Prince of Fools (The Red Queen's War)

“I remember those.” Not long ago I’d been watching them on a hot night, leaning out from Lisa DeVeer’s balcony and lying. “Those there are the lovers,” I had told her. Pointing at some random piece of sky. “Roma and Julit. It takes an expert to spot them.”

 

 

“And is it good luck when they shine on us?” Lisa had asked, half-disguising a smile that made me think she might well know more astrology than I’d given her credit for.

 

“Let’s find out,” I had said, and reached for her. And they did turn out lucky that night. Even so, I suspected myself a victim of Grandmother’s insistence on education for all. It’s hard on a chap when the women he wishes to impress are better schooled than he is. I suspect my cousin Serah could name every constellation in the sky while penning a sonnet.

 

“I wasn’t captured on the Uulisk slopes,” Snorri said.

 

I frowned at the stars, trying to make sense of that. “What?”

 

“What I told your queen would lead her to believe that I had been.”

 

“Had been what?” I was still trying to see what this had to do with stars.

 

“I said Broke-Oar sailed up the Uulisk. That they fell upon us there, that the Undoreth were broken, my children scattered. I said he took me to his ship in chains.”

 

“Yes,” I said, trying to remember any of it. I recalled that the throne room had been stuffy, that my legs ached with standing, that I’d lost a night’s sleep and found a hangover. The details of Snorri’s tale, not so much—except that I had thought he’d been lying the horns off his Viking hat and now he seemed to be telling me that he really had been.

 

“When the spring comes to the Uulisk it comes in a rush, ready for war!” Snorri said, and he told his story, with the fire crackling at our backs and our eyes upon the innumerable stars.
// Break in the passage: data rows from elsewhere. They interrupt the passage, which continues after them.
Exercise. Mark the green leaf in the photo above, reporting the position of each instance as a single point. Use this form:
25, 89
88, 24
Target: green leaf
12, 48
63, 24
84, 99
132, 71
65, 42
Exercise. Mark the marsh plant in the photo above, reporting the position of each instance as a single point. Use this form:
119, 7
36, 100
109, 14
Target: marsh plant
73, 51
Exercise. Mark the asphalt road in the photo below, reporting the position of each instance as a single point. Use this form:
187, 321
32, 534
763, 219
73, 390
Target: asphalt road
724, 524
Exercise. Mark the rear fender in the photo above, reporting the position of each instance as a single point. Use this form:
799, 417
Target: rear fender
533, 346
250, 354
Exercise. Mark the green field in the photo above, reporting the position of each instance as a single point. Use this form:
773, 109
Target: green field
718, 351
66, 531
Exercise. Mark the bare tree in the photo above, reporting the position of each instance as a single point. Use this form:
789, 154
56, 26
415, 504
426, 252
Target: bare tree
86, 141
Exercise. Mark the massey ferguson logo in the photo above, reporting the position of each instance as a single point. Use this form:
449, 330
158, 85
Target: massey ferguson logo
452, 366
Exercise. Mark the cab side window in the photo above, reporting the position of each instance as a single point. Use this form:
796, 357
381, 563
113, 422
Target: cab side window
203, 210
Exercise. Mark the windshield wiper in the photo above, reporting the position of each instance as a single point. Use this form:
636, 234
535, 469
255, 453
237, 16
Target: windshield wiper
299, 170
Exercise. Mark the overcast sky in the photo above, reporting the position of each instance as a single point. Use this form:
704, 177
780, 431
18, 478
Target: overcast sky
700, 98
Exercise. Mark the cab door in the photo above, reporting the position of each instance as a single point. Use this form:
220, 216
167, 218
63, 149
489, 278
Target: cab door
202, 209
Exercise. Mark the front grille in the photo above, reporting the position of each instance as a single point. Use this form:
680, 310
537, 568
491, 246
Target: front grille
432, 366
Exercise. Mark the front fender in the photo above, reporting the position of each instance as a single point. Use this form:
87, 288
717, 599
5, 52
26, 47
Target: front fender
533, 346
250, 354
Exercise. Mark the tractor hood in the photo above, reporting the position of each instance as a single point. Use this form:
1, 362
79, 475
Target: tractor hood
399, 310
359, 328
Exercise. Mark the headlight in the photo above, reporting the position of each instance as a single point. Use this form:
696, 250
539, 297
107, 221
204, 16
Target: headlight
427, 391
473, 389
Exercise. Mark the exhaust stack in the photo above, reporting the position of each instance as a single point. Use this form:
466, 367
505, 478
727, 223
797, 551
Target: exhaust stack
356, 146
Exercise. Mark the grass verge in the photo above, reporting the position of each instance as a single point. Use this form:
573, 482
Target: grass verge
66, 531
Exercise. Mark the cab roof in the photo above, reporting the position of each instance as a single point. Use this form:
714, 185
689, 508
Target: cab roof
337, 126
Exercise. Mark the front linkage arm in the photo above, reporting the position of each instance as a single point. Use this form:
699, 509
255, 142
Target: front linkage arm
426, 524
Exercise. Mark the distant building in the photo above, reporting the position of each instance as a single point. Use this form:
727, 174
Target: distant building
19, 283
He spun the tale out into the darkness, weaving pictures with his voice, too bright, too vivid to look away from.

 

? ? ?

 

He had woken that morning to the groaning of the ice. For days black water had glimmered at the fjord’s centre. Today, though, today the thaw would come in earnest and with the sun’s first touch, reaching down across the high ridges of Uuliskind, the shore ice groaned in protest.

 

“Get up! Up you big ox!” And Freja pulled the furs from the cot, letting cold air nip at his flesh. Snorri groaned as the ice had groaned. Some forces of nature cannot be resisted. Outside, the ice grumbled and surrendered to the authority of the spring thaw; inside, a husband gave way before a mother ready to sweep away a whole winter’s worth of filth and to throw the shutters wide. Neither were to be withstood.

 

Snorri reached for his shirt and breeches, yawning wide enough to crack his jaw. Freja worked around him, twisting aside with practised ease when his hands sought her hips.

 

“You behave, Snorri ver Snagason.” She started to lift the bedskins and tug out the heather beneath. “There’s those pens want fixing on the Pel slope. Spring’ll have the he-goats nosing around the she-goats.”

 

“This he-goat wants his she-goat,” Snorri snorted, but he stood and made for the door. Freja was right, as always. The fences wouldn’t keep kids in or wolves out. Not as they stood. Not how the winter had left them. He took his iron-toothed saw from the wall. “Ver Magson will have staves. I’ll promise him a barrel of salted hake.”

 

“You’ll promise him half a barrel, and check the timber first,” Freja said.

 

Snorri shrugged and kept his mouth pressed closed on a smile. He took a roll of seal hide, his steel knife, a whetstone. “Where are the children?”

 

“Karl’s off string-fishing with the Magson boy. Emy went out to look for her peg doll, and Egil”—Freja toed a lump in the bed furs up against the wall—“Egil is still sleeping and needs to wake up!” Her voice rose into a command and the lump shifted, muttering some complaint, a shock of red hair now just visible at the far end of the furs.

 

Snorri tugged on his boots, took his sheepskin from the hook, patted his battle-axe secured high above the lintel, and pushed open the door. The cold hit him at once, but it lacked its winter bite—this was a wet cold and, soon enough, spring would wrestle it round to mild.

 

The rocky slope ran from his doorstep past a half dozen other stone-built huts to the Uulisk’s ice-locked shore. The fishing boats slouched in their winter berths, cradled in timber above the worst of the snow. Eight quays led out over the ice, strutting on pine legs, planking warped by too many harsh seasons. The town had been named for them, Eight Quays, back in an age when eight was a number to boast of. Einhaur, six miles seaward, had twenty and more, but Einhaur had been nothing but ice and rock when Snorri’s grandfather’s grandfather had settled the shore at Eight Quays.